The knights of the round table are alive in Vancouver, but when one winds up dead, it’s clear the familiar stories have taken a left turn. Hildie, a Valkyrie and the investigator assigned to the case, wants to find the killer — and maybe figure her life out while she’s at it. On her short list of suspects is Wayne, an autistic college student and the reincarnation of Sir Gawain, who these days is just trying to survive in a world that wasn’t made for him. After finding himself at the scene of the crime, Wayne is pulled deeper into his medieval family history while trying to navigate a new relationship with the dean’s charming assistant, Bert — who also happens to be a prime murder suspect. To figure out the truth, Wayne and Hildie have to connect with dangerous forces: fallen knights, tricky runesmiths, the Wyrd Sisters of Gastown. And a hungry beast that stalks Wayne’s dreams.
“Authentic portrayals of queer, trans, and disabled characters along with a delightful mash-up of modern Vancouver, college life, and Arthurian legends become an immersive story of trying to be in control of your own path, no matter your past. VERDICT Battis (Bleeding Out) gives Arthurian retellings a new twist with this queer urban fantasy.” — Library Journal Starred Review
“Battis handles the psychology of the reincarnated characters well, balancing their awareness of past lives with their present-day agendas. Weaving endearing queer coming-of-age threads throughout the mythically grounded mystery, this satisfying reimagining delivers.” — Publishers Weekly
“Arthurian knights vie for power at a university in a contemporary Vancouver where queer and genderqueer students must contend with magic and murder among the faculty. Richly imagined and lushly written, The Winter Knight gives us intriguing characters, a compelling story, and a vivid sense of a beautiful and complex city colonized by invasive myths and ancient dread.” — A.M. Dellamonica, author of Child of a Hidden Sea
Jes Battis recently spent some time with The Big Thrill discussing their latest thriller, THE WHITE KNIGHT.
Can you pinpoint a moment or incident that sparked the idea for this book?
I was teaching Arthurian literature and talking to my students about how these stories were still relevant, and I wondered how someone like Sir Gawain would fare in a modern city. I wanted to explore how myths reinvent themselves.

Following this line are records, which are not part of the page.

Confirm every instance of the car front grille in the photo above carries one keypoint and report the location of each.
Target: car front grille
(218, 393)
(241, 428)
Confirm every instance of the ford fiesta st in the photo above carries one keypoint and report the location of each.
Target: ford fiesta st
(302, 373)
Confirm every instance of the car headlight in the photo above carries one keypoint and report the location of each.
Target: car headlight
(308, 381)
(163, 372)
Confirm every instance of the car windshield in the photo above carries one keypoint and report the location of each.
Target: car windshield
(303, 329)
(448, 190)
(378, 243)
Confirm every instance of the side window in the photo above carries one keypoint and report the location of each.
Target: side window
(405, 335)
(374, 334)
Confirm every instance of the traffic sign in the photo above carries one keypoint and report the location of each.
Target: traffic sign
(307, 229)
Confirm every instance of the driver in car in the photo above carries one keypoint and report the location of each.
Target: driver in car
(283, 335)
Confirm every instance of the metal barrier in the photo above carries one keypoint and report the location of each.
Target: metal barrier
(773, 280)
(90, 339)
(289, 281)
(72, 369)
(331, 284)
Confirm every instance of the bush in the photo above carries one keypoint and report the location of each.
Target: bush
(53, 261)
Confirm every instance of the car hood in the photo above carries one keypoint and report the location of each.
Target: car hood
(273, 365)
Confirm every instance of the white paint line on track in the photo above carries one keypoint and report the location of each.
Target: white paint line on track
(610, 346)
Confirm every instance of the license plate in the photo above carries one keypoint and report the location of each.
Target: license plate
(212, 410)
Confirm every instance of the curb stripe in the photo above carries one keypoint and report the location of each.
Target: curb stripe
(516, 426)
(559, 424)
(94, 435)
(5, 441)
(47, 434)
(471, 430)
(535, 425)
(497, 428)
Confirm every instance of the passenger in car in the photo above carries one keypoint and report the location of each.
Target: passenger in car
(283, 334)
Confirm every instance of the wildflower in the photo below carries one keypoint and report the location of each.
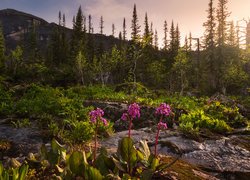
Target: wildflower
(134, 110)
(162, 125)
(95, 116)
(124, 116)
(163, 109)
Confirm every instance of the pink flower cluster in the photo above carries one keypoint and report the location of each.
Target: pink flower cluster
(163, 109)
(97, 114)
(133, 112)
(162, 125)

A novel is such a major undertaking; there’s the writing of it, of course, then you’re spending months and months revising, polishing, and then promoting it. How did you know this was the book you wanted to spend the next couple of years on?
I’d never seen an mystery novel with an autistic protagonist, or an urban fantasy novel, and I wanted to craft the kind of characters who would have helped me understand myself when I was younger.
Were there any particular books, movies, or songs that were knocking around in your head while you were writing this one?
I listened to a lot of Robyn, Taylor Swift, and Julieta Venegas–anything with a good, percussive beat and storytelling.
When you first created your protagonist for this book, did you see an empty space in crime lit that you wanted to fill? What can you share about the inspiration for that character?
Autistic characters are usually just plot devices in mystery novels, or they’re treated as a mystery to be solved. I wanted to challenge the idea of Sherlock Holmes as a sociopathic super genius, and create an amateur autistic detective who was actually realistic.
In addition to a great read, what do you hope readers will take away from this story?
I hope it will inspire them to read some of the older medieval stories about King Arthur and see that disabled and trans people actually exist in these stories.
What can you share about what you’re working on next?
I’m working on a queer cozy mystery that centres around a supernatural department store whose employees are trying to unionize.
Jes Battis (they/them) is a queer autistic writer and teacher and the author of the Occult Special Investigator series and Parallel Parks series (as Bailey Cunningham) with Ace. Their first novel, Night Child, was shortlisted for the Sunburst Award. Jes teaches queer and trans studies, medieval literature, and representations of disability/neurodiversity in pop culture at the University of Regina. They split time between the prairies and the west coast.